Concept Medical has announced the commencement of its investigational device exemption (IDE) clinical study, MAGICAL-ISR using the MagicTouch sirolimus drug-coated balloon (DCB), for the management of in-stent restenosis (ISR) in coronary artery disease.
MagicTouch had earlier been granted a breakthrough device designation in ISR and later IDE approval by the US Food Drug Administration (FDA). The first patient enrolment was done at the AtlantiCare Institute, Atlantic City (USA), by Said Ashraf and team.
The MAGICAL-ISR study aims to assess the safety and efficacy of this sirolimus DCB in treating ISR, focusing on the proportion of patients avoiding target lesion failure (TLF) within one-year post-procedure. The study was initiated under the guidance of Martin Leon (Columbia University, New York, USA), Azeem Latib (Montefiore Health Systems, New York, USA) and Ajay J Kirtane (Columbia University Irving Medical Center/NewYork-Presbyterian Hospital, New York, USA).

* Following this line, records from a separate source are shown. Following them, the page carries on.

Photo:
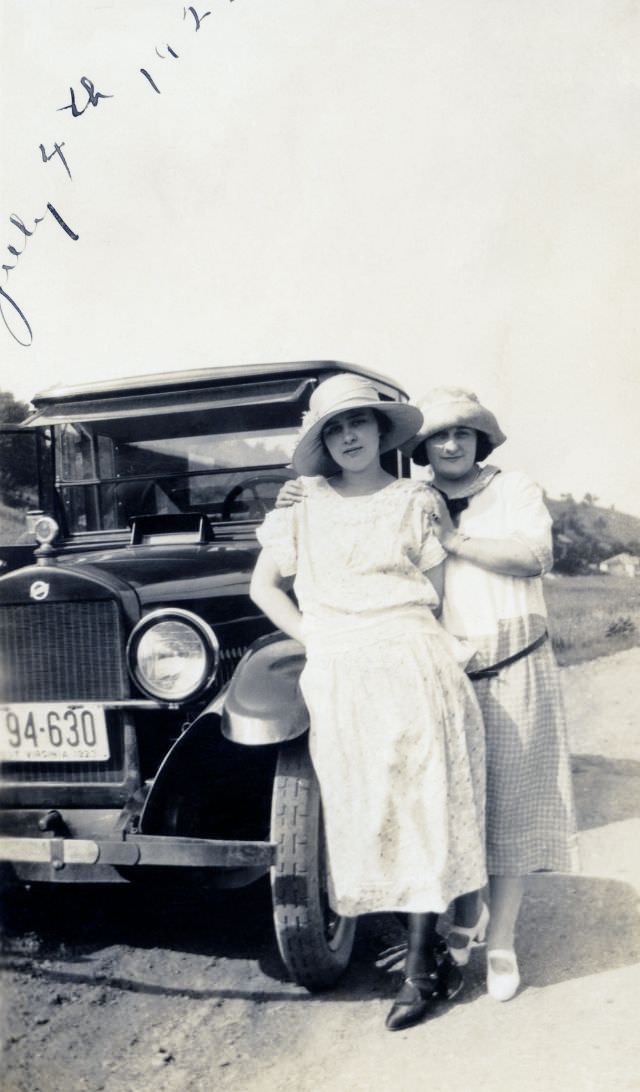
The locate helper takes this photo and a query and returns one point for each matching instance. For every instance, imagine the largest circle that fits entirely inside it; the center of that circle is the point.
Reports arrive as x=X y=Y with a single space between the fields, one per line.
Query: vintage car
x=150 y=715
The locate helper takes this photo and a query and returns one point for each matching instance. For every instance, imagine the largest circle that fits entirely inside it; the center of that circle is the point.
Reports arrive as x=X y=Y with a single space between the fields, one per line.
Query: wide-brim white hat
x=339 y=394
x=451 y=406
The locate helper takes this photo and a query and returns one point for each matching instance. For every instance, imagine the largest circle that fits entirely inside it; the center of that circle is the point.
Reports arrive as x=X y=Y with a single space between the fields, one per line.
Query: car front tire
x=315 y=942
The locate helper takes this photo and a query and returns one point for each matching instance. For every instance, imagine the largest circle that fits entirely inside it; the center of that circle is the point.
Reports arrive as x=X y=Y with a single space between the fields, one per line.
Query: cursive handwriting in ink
x=196 y=15
x=57 y=151
x=64 y=226
x=11 y=313
x=151 y=80
x=93 y=97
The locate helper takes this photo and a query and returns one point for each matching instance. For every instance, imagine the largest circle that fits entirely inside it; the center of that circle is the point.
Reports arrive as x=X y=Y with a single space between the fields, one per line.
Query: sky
x=442 y=190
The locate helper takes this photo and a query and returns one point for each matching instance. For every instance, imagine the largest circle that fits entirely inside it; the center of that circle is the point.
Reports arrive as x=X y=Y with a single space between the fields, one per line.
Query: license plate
x=52 y=732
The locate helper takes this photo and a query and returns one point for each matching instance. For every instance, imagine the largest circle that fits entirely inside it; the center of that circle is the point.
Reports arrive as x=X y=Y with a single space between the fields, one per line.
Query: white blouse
x=499 y=613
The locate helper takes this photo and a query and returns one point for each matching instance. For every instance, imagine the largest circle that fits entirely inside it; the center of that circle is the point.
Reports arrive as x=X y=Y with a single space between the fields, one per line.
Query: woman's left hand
x=441 y=522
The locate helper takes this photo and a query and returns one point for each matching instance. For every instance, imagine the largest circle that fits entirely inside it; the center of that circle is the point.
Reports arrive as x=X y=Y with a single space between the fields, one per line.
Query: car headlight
x=173 y=654
x=45 y=529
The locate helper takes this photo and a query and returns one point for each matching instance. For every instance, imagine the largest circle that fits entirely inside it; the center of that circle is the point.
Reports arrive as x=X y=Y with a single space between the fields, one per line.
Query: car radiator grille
x=62 y=651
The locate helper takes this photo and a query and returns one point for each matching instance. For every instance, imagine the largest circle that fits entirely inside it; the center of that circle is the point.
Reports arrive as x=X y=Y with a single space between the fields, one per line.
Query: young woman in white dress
x=395 y=732
x=497 y=534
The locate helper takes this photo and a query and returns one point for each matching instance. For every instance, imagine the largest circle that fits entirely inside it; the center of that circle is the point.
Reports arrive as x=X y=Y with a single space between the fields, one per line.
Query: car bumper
x=132 y=850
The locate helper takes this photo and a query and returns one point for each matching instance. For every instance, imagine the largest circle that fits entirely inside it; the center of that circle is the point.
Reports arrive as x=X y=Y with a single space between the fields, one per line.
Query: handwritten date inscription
x=13 y=317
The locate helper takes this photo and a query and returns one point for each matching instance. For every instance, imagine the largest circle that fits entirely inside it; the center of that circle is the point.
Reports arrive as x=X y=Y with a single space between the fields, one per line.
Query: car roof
x=197 y=377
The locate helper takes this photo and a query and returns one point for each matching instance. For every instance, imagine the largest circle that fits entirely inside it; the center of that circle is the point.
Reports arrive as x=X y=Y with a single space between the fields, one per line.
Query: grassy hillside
x=603 y=523
x=592 y=616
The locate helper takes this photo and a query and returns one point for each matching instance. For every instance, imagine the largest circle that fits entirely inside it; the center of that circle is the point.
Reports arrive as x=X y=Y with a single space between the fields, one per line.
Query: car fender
x=263 y=702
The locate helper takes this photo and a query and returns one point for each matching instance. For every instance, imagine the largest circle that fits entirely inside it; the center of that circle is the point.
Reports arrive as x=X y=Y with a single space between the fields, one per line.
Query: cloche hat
x=339 y=394
x=448 y=406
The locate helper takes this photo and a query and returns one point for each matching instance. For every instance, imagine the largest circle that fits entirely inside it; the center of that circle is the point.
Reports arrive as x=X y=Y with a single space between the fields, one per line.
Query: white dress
x=531 y=823
x=395 y=732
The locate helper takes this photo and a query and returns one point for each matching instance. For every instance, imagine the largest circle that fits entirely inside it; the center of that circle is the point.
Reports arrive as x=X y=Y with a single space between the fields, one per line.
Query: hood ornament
x=39 y=590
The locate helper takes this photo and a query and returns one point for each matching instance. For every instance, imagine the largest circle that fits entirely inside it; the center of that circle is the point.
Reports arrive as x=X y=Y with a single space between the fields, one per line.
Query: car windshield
x=223 y=465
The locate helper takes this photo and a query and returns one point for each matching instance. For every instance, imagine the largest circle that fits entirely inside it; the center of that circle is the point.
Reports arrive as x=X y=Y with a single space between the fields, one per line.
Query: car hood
x=177 y=574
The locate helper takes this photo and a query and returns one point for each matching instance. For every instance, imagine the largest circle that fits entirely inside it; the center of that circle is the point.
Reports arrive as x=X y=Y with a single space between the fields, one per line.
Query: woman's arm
x=291 y=493
x=268 y=593
x=511 y=557
x=507 y=556
x=436 y=577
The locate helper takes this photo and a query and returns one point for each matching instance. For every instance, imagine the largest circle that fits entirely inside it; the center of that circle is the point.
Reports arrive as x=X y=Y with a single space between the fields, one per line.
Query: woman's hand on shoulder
x=291 y=493
x=440 y=520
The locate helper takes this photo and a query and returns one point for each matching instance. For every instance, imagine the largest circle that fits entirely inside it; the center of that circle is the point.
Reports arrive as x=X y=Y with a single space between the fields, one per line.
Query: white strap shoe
x=502 y=985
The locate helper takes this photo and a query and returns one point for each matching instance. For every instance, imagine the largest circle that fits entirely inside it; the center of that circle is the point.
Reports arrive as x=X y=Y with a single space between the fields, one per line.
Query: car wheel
x=315 y=942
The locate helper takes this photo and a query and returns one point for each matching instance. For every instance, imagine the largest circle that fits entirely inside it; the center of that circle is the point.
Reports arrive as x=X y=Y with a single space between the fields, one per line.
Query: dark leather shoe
x=417 y=996
x=449 y=975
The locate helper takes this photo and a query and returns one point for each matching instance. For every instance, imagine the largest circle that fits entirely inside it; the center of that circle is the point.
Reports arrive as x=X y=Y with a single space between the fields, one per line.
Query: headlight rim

“We are thrilled to announce the first enrolment of the MAGICAL-ISR study featuring the MagicTouch Sirolimus drug-eluting balloon technology. This momentous clinical trial will herald an era of safe and efficacious DEB therapy under a variety of clinical and anatomic circumstances to complement and improve the management of complex obstructive coronary disease for our patients in the United States,” said Leon, who is the study chair and founder of the Cardiovascular Research Foundation (CRF).
Manish Doshi, founder and managing director of Concept Medical said: “The MagicTouch technology has been embraced globally, and its entry into the US market through this study, represents a critical step towards addressing the unmet needs in ISR treatment. Our commitment to innovation and patient safety is unwavering, and we anticipate this study will significantly impact how ISR is treated worldwide.”